The cost of that privacy is the initial download. The first time you run a recognition, the browser fetches the WASM core and the traineddata for your chosen language, which is why the progress logger has distinct phases for loading the OCR core, initializing the engine, and loading language traineddata before it ever reaches the recognizing-text phase. Language files are not tiny (an LSTM traineddata file is typically a few megabytes), so the very first scan in a session feels slower than the rest. After that, the recognition itself is pure local computation.
When the job is done, the component is explicit about cleanup:
const { data } = await worker.recognize(imageFile);
// ...process data...
await worker.terminate();
Calling worker.terminate() tears down the worker and frees the WASM memory it allocated. Spinning a fresh worker per extraction keeps memory from accumulating across multiple scans, which matters on a long-lived tab.
What you get back, and how the tool shapes it
The raw recognition result is richer than a single text blob. The component pulls three structured pieces out of it: the full text, an array of paragraphs, and the per-word data with confidence and bounding boxes. From there it applies plain string transformations that have nothing to do with OCR but everything to do with usability:
if (trimWhitespace) {
processedText = processedText.split('\n').map(line => line.trim()).join('\n');
processedText = processedText.replace(/\n{3,}/g, '\n\n');
}
if (removeLineBreaks) {
processedText = processedText.replace(/\n+/g, ' ').replace(/\s+/g, ' ').trim();
}
Trimming whitespace collapses the ragged spacing that binarization-plus-segmentation tends to leave behind. The "remove line breaks" option flattens everything into one paragraph, which is what you want when you OCR a column of text and intend to reflow it. Case transforms (upper, lower, title) and the export formats (plain text, JSON, Markdown, HTML) are all post-processing on the recognized string. The JSON export, for instance, bundles the confidence score, the detected paragraphs, and word and character counts alongside the text, which is handy if you are piping the output into another tool.
Practical takeaways for getting good results
Everything above collapses into a few rules that follow directly from the pipeline:
- Feed it contrast. Binarization is the first gate. Dark text on a light background, evenly lit, gives Otsu's method a clean threshold. Low contrast and shadows are where OCR quality dies.
- Resolution helps the classifier. The LSTM normalizes line height, but it cannot recover detail that was never captured. Small, low-resolution text leaves the network guessing.
- Match the language. The dictionary and character set in the
traineddatafile actively correct ambiguous characters. Useeng+frastyle combinations for mixed text. - Match the page mode to the layout. Single Line for receipts, Sparse Text for scattered screenshots, Auto for full documents. The wrong PSM makes the segmenter solve a problem you do not have.

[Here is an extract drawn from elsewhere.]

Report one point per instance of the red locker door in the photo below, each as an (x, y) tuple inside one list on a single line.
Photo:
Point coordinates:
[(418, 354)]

- Read the confidence score. It is the model's own honesty about how sure it is. A low score on a clean-looking image usually points to a binarization or language mismatch you can fix and rerun.
Try it
All of this is wired into the Image Text Extractor tool on loopaloo. Drop in an image, pick a language (or two), choose a page segmentation mode if your layout is unusual, and the recognition runs locally in your browser via Tesseract.js. You get the extracted text, a confidence score, and one-click export to plain text, JSON, Markdown, or HTML, with the original image never leaving your device.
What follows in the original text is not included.